Yarn Workspaces enables packages to depend directly on each other. These packages still need to be compiled before they can be used though, since they are still consumed through node_modules with each package.json defining how they should be imported (i.e. consuming them intra-project is the same as an end-user consuming them from the npm registry).

Dependency Management

Any dependency that isn't needed for end-user package functionality (such as testing, compilation, or other developer niceties) should be installed as a dev dependency (yarn add -D package_name).

Each package should declare all packages that it needs, it should not rely on their ambient availability from the root package.json. If a dev dependency is being used by multiple packages, it should be installed via the root package.json (using yarn add -D package_name -W) and the packages that require it should specify the version as * (e.g. see the typescript declaration under devDependencies in each packages/*/package.json).

Tests

Tests should be stored under a tests folder in each package's folder (e.g. ./packages/google-sheets-dal/tests/). Tests should be further subdivided into unit and integration, where unit tests do NOT interact with the internet or other services on the host, and integration tests do rely on external services. Tests should be written in Typescript, and will be run using jest and ts-jest.

Environment Compatibility

Node

To ensure that these packages can run across all targeted Node versions @types/node should be set to the oldest supported version.

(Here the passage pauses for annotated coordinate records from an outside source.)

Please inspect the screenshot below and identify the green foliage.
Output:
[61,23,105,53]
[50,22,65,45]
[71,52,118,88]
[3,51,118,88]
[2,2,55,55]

Furthermore, CI should run against the oldest supported version (with the assumption that Node had no breaking changes since).

Typescript

TODO: figure out how to test .d.ts files against older Typescript versions to ensure that they use syntax that isn't too new.

CI

Github Actions is used to provide continuous integration services. See .github/workflows for details on what's being executed. All CI must pass before PRs will be merged.

Non-Goals

Bedsheets is aiming to be a maximally simple database for quick/hacky/hobby projects. Therefore, it has several non-goals to avoid feature creep which may impair these core targets:

  • Configurability - Besides defining table columns Bedsheets is not trying to support any other type of configuration. Bedsheets should not support additional payload validation or column types.
  • Optimized performance - Bedsheets should not attempt to cache responses from the Google Sheets API in order to reduce latency (such as saving schema to improve append operations). Furthermore, the Bedsheets source code should be easy to read so it's acceptable to use a more beginner friendly approach instead of a more performant one when doing things such as data transformations.